È quasi scontato ricordare che liberalizzazione dei mercati e globalizzazione hanno l’effetto di allargare gli scambi, ma anche di favorire la permeabilità tra i Paesi del globo. Si pensi ai flussi migratori alle soglie dell’Europa, dei quali la nostra economia si giova soprattutto per la produzione agricola, fonte primaria nella produzione di cibo.

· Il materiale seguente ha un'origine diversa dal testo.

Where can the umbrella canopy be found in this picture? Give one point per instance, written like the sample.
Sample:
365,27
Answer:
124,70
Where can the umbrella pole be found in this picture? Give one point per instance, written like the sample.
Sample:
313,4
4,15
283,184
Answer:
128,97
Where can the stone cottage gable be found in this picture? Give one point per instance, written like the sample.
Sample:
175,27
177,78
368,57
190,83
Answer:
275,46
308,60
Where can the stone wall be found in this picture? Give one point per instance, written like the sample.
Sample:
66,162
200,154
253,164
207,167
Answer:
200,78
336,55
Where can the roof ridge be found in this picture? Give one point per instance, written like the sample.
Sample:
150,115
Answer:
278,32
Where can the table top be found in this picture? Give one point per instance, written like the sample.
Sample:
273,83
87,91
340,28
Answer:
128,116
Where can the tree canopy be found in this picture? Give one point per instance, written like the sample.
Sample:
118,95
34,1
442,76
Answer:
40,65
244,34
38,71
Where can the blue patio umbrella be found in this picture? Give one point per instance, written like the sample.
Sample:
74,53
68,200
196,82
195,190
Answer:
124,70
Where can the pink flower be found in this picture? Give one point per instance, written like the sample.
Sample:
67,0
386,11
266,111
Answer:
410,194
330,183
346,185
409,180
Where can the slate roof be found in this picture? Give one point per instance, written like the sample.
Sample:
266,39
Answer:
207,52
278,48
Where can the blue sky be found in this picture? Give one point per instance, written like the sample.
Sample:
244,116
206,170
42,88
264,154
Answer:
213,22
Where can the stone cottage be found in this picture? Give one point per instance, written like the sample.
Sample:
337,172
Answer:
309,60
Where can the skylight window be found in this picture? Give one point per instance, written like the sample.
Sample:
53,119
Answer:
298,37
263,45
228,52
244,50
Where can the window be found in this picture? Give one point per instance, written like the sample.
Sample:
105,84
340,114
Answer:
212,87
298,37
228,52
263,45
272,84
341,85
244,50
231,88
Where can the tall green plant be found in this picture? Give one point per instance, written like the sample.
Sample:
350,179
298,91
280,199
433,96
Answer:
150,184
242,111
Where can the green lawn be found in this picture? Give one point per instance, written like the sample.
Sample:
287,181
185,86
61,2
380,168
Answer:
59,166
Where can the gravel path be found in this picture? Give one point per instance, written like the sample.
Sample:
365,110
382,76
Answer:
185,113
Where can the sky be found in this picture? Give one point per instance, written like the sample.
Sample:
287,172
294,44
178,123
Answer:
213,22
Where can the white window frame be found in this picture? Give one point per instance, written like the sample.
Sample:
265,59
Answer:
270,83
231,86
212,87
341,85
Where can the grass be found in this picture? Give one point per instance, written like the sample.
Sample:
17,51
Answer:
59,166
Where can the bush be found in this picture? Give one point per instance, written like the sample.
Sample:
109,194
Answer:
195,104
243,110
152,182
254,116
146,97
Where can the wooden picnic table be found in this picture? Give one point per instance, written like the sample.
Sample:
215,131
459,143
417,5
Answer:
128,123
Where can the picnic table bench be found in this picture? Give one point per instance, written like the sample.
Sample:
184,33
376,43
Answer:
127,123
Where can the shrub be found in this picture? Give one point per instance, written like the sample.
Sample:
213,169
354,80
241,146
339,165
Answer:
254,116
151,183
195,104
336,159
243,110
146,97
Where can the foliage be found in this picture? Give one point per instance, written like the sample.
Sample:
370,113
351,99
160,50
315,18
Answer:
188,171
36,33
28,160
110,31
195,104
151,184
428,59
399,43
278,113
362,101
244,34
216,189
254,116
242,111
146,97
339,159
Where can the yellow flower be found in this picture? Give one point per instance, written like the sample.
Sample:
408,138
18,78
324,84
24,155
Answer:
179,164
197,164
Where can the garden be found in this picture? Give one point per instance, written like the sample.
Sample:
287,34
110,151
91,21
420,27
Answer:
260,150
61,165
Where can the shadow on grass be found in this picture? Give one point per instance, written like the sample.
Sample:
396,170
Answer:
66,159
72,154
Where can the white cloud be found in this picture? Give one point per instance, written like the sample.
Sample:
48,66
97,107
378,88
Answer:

La produzione agricola, così come il diritto agrario che la regola, scriveva Antonio Carrozza nel discorso inaugurale della Associazione Mondiale degli studiosi di Diritto Agrario «è strumento di pace e benessere sociale». Ed è attraverso le regole per garantire una produzione agricola equamente distribuita e adeguata alla produzione di cibo per tutti che si può immaginare di avvicinarsi all’obiettivo “fame zero”. E solo in questi termini si creano condizioni di sicurezza per la popolazione mondiale.